Simplify for loop without a lot of if-else cases

Question

I should output:

******
*****
****
***
**
*

And I did output that but my code is too complicated for that kind of exercise:

for (int i = 6; i > 0; i--) {
  if (i == 6) {
    printf("******\n");
  } else {
    if (i == 5) {
      printf("*****\n");
    } else {
      if (i == 4) {
        printf("****\n");
      } else {
        if (i == 3) {
          printf("***\n");
        } else {
          if (i == 2) {
            printf("**\n");
          } else {
            if (i == 1) {
              printf("*\n");
            }
          }
        }
      }
    }
  }
}

As you see there are a lot of if-else cases to look which value i contains and then to decide how many of the symbols per line should be output, but this code is just a massive block of code which, I think, is not necessarily needed. So I came here to ask, how to simplify my code with the same result.

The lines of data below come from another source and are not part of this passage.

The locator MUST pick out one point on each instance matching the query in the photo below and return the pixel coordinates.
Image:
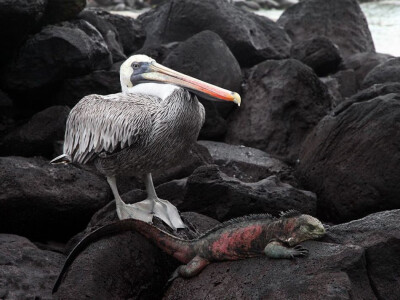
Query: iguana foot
(276, 249)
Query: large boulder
(351, 159)
(379, 235)
(44, 201)
(38, 135)
(313, 18)
(205, 56)
(26, 272)
(213, 193)
(55, 53)
(282, 101)
(318, 53)
(250, 37)
(18, 18)
(331, 271)
(388, 71)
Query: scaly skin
(239, 238)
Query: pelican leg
(162, 208)
(138, 211)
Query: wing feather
(108, 123)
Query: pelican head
(142, 69)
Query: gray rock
(26, 272)
(351, 159)
(44, 201)
(282, 102)
(250, 37)
(388, 71)
(38, 135)
(312, 18)
(379, 235)
(213, 193)
(330, 272)
(55, 53)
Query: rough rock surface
(245, 163)
(212, 193)
(41, 201)
(99, 82)
(282, 102)
(379, 235)
(363, 63)
(55, 53)
(205, 56)
(318, 53)
(250, 37)
(26, 272)
(18, 18)
(38, 135)
(351, 159)
(312, 18)
(123, 266)
(388, 71)
(330, 272)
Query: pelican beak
(158, 73)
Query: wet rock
(330, 272)
(62, 10)
(138, 269)
(205, 56)
(282, 102)
(18, 18)
(44, 201)
(108, 31)
(100, 82)
(213, 193)
(26, 272)
(55, 53)
(379, 235)
(38, 135)
(363, 63)
(250, 37)
(318, 53)
(245, 163)
(388, 71)
(309, 19)
(351, 159)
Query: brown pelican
(147, 127)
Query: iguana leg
(193, 267)
(276, 249)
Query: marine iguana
(239, 238)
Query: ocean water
(384, 23)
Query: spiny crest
(289, 214)
(248, 218)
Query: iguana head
(302, 228)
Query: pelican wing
(108, 123)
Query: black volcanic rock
(38, 135)
(282, 102)
(213, 193)
(250, 37)
(18, 18)
(55, 53)
(331, 271)
(341, 21)
(205, 56)
(318, 53)
(44, 201)
(26, 271)
(388, 71)
(379, 235)
(101, 82)
(351, 159)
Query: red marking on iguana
(239, 238)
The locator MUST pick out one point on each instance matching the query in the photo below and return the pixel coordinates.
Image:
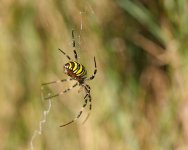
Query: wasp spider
(77, 72)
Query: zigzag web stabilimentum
(38, 131)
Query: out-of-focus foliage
(139, 94)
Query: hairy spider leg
(95, 71)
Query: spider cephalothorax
(77, 72)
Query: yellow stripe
(75, 66)
(80, 70)
(83, 73)
(70, 65)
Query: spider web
(38, 130)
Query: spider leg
(58, 94)
(57, 81)
(80, 112)
(95, 71)
(74, 45)
(68, 57)
(88, 89)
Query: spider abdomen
(75, 70)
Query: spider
(77, 72)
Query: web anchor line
(41, 123)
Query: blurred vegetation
(139, 94)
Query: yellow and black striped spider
(77, 72)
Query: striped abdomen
(75, 70)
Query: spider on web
(76, 71)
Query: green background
(139, 95)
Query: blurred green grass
(139, 94)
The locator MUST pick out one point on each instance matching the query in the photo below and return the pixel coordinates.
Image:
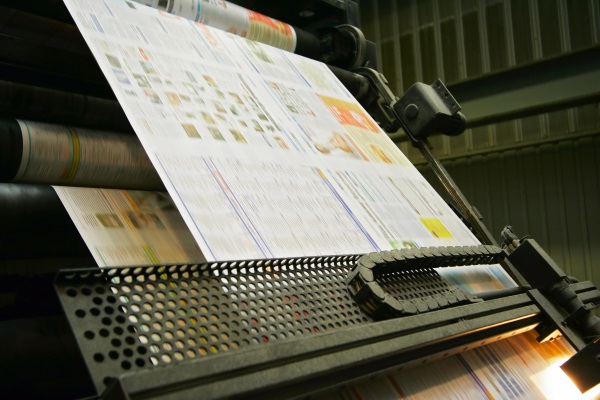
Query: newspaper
(128, 228)
(264, 152)
(515, 368)
(231, 18)
(72, 156)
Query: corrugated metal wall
(541, 173)
(550, 192)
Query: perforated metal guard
(131, 318)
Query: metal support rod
(456, 195)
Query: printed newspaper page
(86, 157)
(264, 152)
(231, 18)
(127, 228)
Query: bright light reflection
(556, 385)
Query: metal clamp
(403, 270)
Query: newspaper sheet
(127, 228)
(515, 368)
(264, 152)
(67, 155)
(231, 18)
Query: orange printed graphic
(349, 114)
(274, 24)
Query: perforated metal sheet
(131, 318)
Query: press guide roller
(291, 367)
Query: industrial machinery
(359, 315)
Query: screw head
(411, 111)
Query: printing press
(294, 327)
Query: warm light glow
(556, 385)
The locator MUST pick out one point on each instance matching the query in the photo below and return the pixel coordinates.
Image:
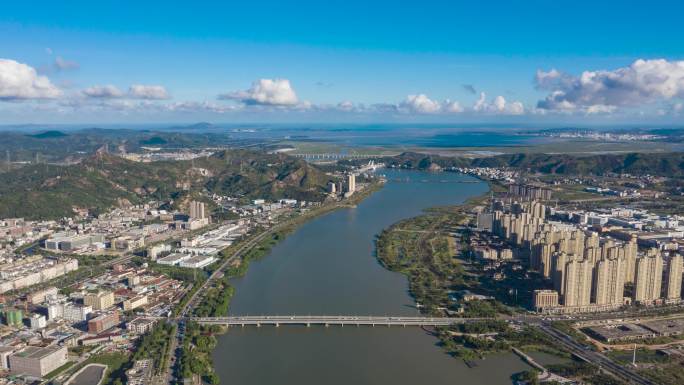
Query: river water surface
(327, 267)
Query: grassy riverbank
(199, 342)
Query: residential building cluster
(24, 272)
(38, 328)
(201, 250)
(492, 173)
(590, 269)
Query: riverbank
(430, 250)
(200, 340)
(328, 267)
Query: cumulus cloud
(62, 64)
(103, 92)
(498, 105)
(266, 92)
(469, 88)
(192, 106)
(642, 82)
(453, 107)
(20, 81)
(421, 104)
(141, 91)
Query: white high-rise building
(351, 183)
(197, 210)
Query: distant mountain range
(662, 164)
(102, 181)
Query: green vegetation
(658, 368)
(59, 370)
(476, 340)
(418, 248)
(195, 359)
(216, 300)
(671, 373)
(663, 164)
(103, 181)
(155, 345)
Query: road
(332, 320)
(588, 355)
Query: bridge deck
(329, 320)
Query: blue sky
(342, 61)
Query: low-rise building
(141, 325)
(100, 300)
(38, 361)
(103, 322)
(135, 302)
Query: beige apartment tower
(674, 278)
(577, 283)
(648, 279)
(609, 283)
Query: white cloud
(498, 105)
(643, 82)
(62, 64)
(191, 106)
(141, 91)
(421, 104)
(20, 81)
(266, 92)
(453, 107)
(346, 106)
(103, 92)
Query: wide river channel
(328, 267)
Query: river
(327, 267)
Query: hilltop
(102, 181)
(661, 164)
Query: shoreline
(263, 249)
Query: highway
(588, 355)
(341, 320)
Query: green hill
(662, 164)
(103, 181)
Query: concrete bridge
(330, 320)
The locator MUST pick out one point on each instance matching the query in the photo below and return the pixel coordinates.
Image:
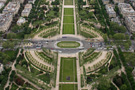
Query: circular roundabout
(68, 44)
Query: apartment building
(21, 21)
(130, 23)
(118, 1)
(110, 10)
(1, 4)
(31, 1)
(21, 1)
(1, 68)
(5, 21)
(26, 10)
(126, 9)
(12, 7)
(105, 1)
(4, 1)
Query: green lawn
(68, 44)
(68, 70)
(68, 29)
(68, 19)
(68, 11)
(68, 87)
(68, 2)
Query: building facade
(130, 23)
(12, 7)
(5, 21)
(126, 9)
(118, 1)
(26, 10)
(110, 10)
(105, 1)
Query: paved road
(50, 44)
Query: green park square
(68, 19)
(68, 11)
(68, 87)
(68, 70)
(68, 2)
(68, 29)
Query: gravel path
(39, 60)
(97, 60)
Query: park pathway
(12, 68)
(62, 18)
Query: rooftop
(4, 18)
(126, 7)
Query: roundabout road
(50, 44)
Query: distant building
(31, 1)
(21, 1)
(133, 72)
(5, 22)
(116, 20)
(1, 4)
(26, 10)
(4, 1)
(105, 1)
(110, 10)
(118, 1)
(21, 21)
(130, 23)
(126, 9)
(12, 7)
(1, 68)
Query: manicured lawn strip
(68, 87)
(45, 57)
(86, 34)
(68, 69)
(68, 11)
(50, 34)
(68, 2)
(68, 29)
(68, 44)
(68, 19)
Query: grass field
(68, 19)
(68, 22)
(68, 87)
(68, 2)
(68, 44)
(68, 29)
(68, 70)
(68, 11)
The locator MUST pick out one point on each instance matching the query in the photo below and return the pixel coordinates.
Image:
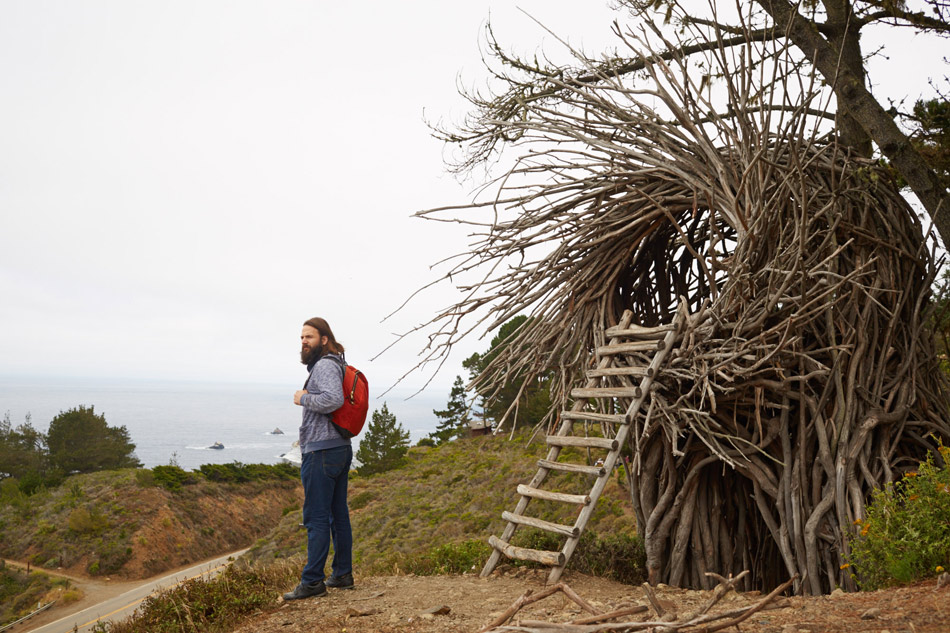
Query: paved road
(123, 606)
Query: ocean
(173, 421)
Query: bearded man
(327, 455)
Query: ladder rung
(616, 418)
(537, 493)
(596, 471)
(638, 372)
(554, 559)
(547, 526)
(638, 331)
(627, 348)
(583, 442)
(607, 392)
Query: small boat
(293, 456)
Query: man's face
(311, 344)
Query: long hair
(321, 325)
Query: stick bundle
(812, 376)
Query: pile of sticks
(665, 618)
(812, 376)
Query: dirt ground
(449, 604)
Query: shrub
(209, 604)
(452, 558)
(83, 521)
(906, 533)
(172, 477)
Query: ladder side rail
(584, 516)
(566, 425)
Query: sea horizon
(177, 421)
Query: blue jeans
(325, 514)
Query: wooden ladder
(613, 378)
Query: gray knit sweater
(324, 396)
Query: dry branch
(811, 376)
(700, 621)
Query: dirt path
(456, 604)
(93, 591)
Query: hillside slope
(450, 494)
(119, 523)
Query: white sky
(182, 183)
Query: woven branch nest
(813, 376)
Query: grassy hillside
(22, 591)
(436, 512)
(124, 523)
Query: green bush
(906, 534)
(452, 558)
(172, 477)
(236, 472)
(214, 604)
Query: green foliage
(236, 472)
(384, 445)
(453, 420)
(172, 477)
(19, 592)
(451, 558)
(906, 534)
(454, 493)
(23, 454)
(84, 521)
(535, 400)
(931, 135)
(214, 604)
(80, 441)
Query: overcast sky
(182, 183)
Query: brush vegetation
(434, 514)
(140, 522)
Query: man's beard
(308, 355)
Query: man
(326, 464)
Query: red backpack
(351, 416)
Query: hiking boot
(306, 591)
(340, 582)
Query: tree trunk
(855, 100)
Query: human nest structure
(807, 375)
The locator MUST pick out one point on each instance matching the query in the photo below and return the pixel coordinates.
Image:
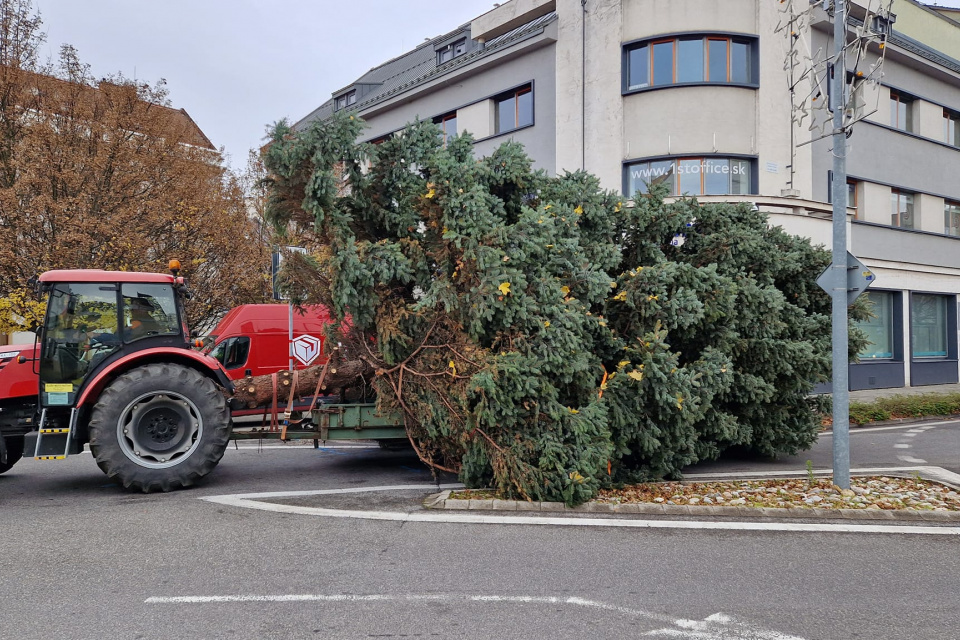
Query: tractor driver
(142, 323)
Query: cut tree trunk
(257, 391)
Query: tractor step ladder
(53, 443)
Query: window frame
(898, 193)
(345, 100)
(514, 94)
(904, 101)
(894, 332)
(951, 120)
(949, 304)
(441, 121)
(947, 205)
(706, 37)
(452, 49)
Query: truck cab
(255, 339)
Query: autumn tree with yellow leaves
(539, 334)
(107, 175)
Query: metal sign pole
(841, 358)
(290, 342)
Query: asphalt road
(84, 559)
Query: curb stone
(442, 500)
(686, 510)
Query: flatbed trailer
(359, 421)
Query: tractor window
(149, 310)
(80, 330)
(232, 352)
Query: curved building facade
(715, 99)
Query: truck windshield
(80, 331)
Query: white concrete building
(698, 93)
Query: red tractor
(116, 371)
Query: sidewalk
(869, 395)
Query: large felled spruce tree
(539, 335)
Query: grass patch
(916, 406)
(898, 406)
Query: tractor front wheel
(159, 427)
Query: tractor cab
(96, 321)
(95, 317)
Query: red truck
(258, 339)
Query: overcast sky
(238, 65)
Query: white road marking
(715, 627)
(253, 501)
(306, 447)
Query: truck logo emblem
(306, 349)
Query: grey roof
(420, 65)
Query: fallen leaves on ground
(884, 492)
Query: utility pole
(841, 358)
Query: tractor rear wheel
(159, 427)
(14, 452)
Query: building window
(689, 60)
(448, 126)
(951, 127)
(451, 51)
(692, 176)
(879, 328)
(346, 100)
(515, 109)
(901, 111)
(901, 209)
(951, 218)
(928, 325)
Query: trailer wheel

The code should just look a bit more readable. Any idea how to change my code in my case?

Answer 1

If you use another for loop it will be a lot simpler:

for(int i = 6; i > 0;i--) {
    for(int j = 0; j < i; j++) {  
     printf("*");
    }  
    printf("\n");
   }

Answer 2

You're looking for a nested loop. That's a loop within a loop. To get your desired output, try this:

int main()
{
    for (int i = 0; i < 6; i++) {
        for (int j = 0; j < 6 - i; j++) {
            printf("*");
        }
        printf("\n");
    }
}

Here, the i loop is responsible for the rows (you can see the printf("\n"); that gets run every time) and the j loop is responsible for printing the appropriate amount of "*".